The latest twist, most egregious in the educational sector, is that the works of creators ought to be available to students for free. Once again, respect still is not understood within Euro-western institutions to appreciate the arts in their higher purpose. Even as `callings’ for some practitioners, in today’s world, necessarily, they also ought to be recognized as professions, in which the ability to earn a livelihood increasingly is undermined by violations of copyright. What is overlooked is the reality that serious messengers, dedicated to gathering and disseminating knowledge, want to do so through a lifelong commitment of ongoing deep research, in a professional capacity. But, in today’s reductionist, and dumbed down mainstream, cultural climate, who will be the younger generations of such committed storytellers and messengers? As well, who will demonstrate more respect for the veteran storytellers, across cultures, before we are gone?
Indeed, across cultures through the ages, the memorable artists always have been on the cutting edge, yet sadly either overlooked or controversial in their own time. In every historic era, they have illuminated, through storytelling in various arts (writing, painting, music and theatrical performance): the perennial human condition in particular places at particular moments; who we are (or assume we are) in our human diversity; what are our responsibilities; what befalls us when we abdicate moral responsibility; and what is possible, if we have the will to strive consciously towards it.
My late Blackfoot friend Everett Soop gave me strict instructions not to present him either as a victim or as a role model in his life story Soop on Wheels. Everett wanted simply to speak his truth, and be seen as a whole person even as he presented his human imperfections, with integrity and courage. One film segment shows Everett encouraging Indigenous students to speak out for their people. He believed the power of self-determination resided in the heart and mind of each individual. Everett would be so proud of today’s growing numbers of Indigenous professionals, who are using all forms of creative media to be silenced no more.
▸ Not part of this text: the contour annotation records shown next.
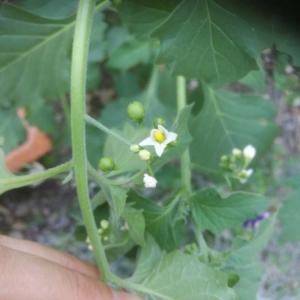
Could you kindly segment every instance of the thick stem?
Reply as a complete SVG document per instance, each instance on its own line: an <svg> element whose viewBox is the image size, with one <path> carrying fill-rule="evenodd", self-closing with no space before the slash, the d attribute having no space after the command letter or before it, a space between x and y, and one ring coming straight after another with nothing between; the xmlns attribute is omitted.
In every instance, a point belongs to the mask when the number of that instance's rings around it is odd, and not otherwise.
<svg viewBox="0 0 300 300"><path fill-rule="evenodd" d="M104 1L102 8L108 5ZM71 130L74 174L77 194L91 244L94 249L102 280L107 281L110 270L105 256L104 247L99 238L93 211L90 204L87 176L87 158L85 146L85 92L87 57L92 26L95 0L80 0L77 11L71 70Z"/></svg>
<svg viewBox="0 0 300 300"><path fill-rule="evenodd" d="M182 76L177 77L177 111L178 113L187 105L186 101L186 82ZM181 157L181 178L182 184L186 187L188 194L192 193L191 185L191 161L189 147Z"/></svg>

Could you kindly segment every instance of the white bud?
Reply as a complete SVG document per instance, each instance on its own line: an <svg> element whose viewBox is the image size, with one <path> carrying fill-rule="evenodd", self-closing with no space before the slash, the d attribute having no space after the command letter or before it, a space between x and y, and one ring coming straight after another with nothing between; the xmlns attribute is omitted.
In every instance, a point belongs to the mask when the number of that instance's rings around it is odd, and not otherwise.
<svg viewBox="0 0 300 300"><path fill-rule="evenodd" d="M133 153L138 153L140 151L140 146L137 144L131 145L130 151L132 151Z"/></svg>
<svg viewBox="0 0 300 300"><path fill-rule="evenodd" d="M256 149L252 145L248 145L244 148L243 154L246 159L251 160L256 154Z"/></svg>
<svg viewBox="0 0 300 300"><path fill-rule="evenodd" d="M141 160L149 160L151 157L151 153L148 150L141 150L139 151L139 157Z"/></svg>
<svg viewBox="0 0 300 300"><path fill-rule="evenodd" d="M155 188L157 180L148 174L144 174L144 184L146 188Z"/></svg>
<svg viewBox="0 0 300 300"><path fill-rule="evenodd" d="M238 176L240 177L240 183L245 183L247 179L252 175L253 170L248 169L248 170L243 170L241 171Z"/></svg>
<svg viewBox="0 0 300 300"><path fill-rule="evenodd" d="M102 220L100 222L100 226L103 228L103 229L107 229L109 227L109 222L107 220Z"/></svg>
<svg viewBox="0 0 300 300"><path fill-rule="evenodd" d="M242 154L242 151L240 149L237 149L237 148L233 148L232 149L232 154L234 156L240 156Z"/></svg>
POSTSCRIPT: Morrisseau’s painting `Androgyny’ exhibited in Rideau Hall, Ottawa, and photographed in 2008 by Adrian Wyld, THE CANADIAN PRESS
Very interesting insights. I am reminded of a talk by Dick Preston (a Quaker) who told about a time many years ago when he was in Northern Canada and found the topic he was supposed to research was not appropriate and instead recorded elders stories. He mentioned that at first he was directed to an elder that was not the most expert so they could judge his character and authenticity, then when he passed the test he recorded the stories from their best people. I believe these were much later translated. I wonder if you have met Dick Preston as I can’t remember the details, and may have mis-remembered what he said.
Thank you, Patrick, for introducing me to Dick Preston, whom I googled, discovering his life’s work and website http://www.richardpreston.ca
He mentions how his experiential learning among the James Bay Cree taught him the importance of their storytelling: “You suddenly realize this is a part of something bigger. It carries with it a very powerful domain of meaning that makes sense of life.”
His body of anthropological work demonstrates the need for cultural bridge builders who document knowledge, to keep its legacy alive, so vital today for healing and reconciliation within and across cultures.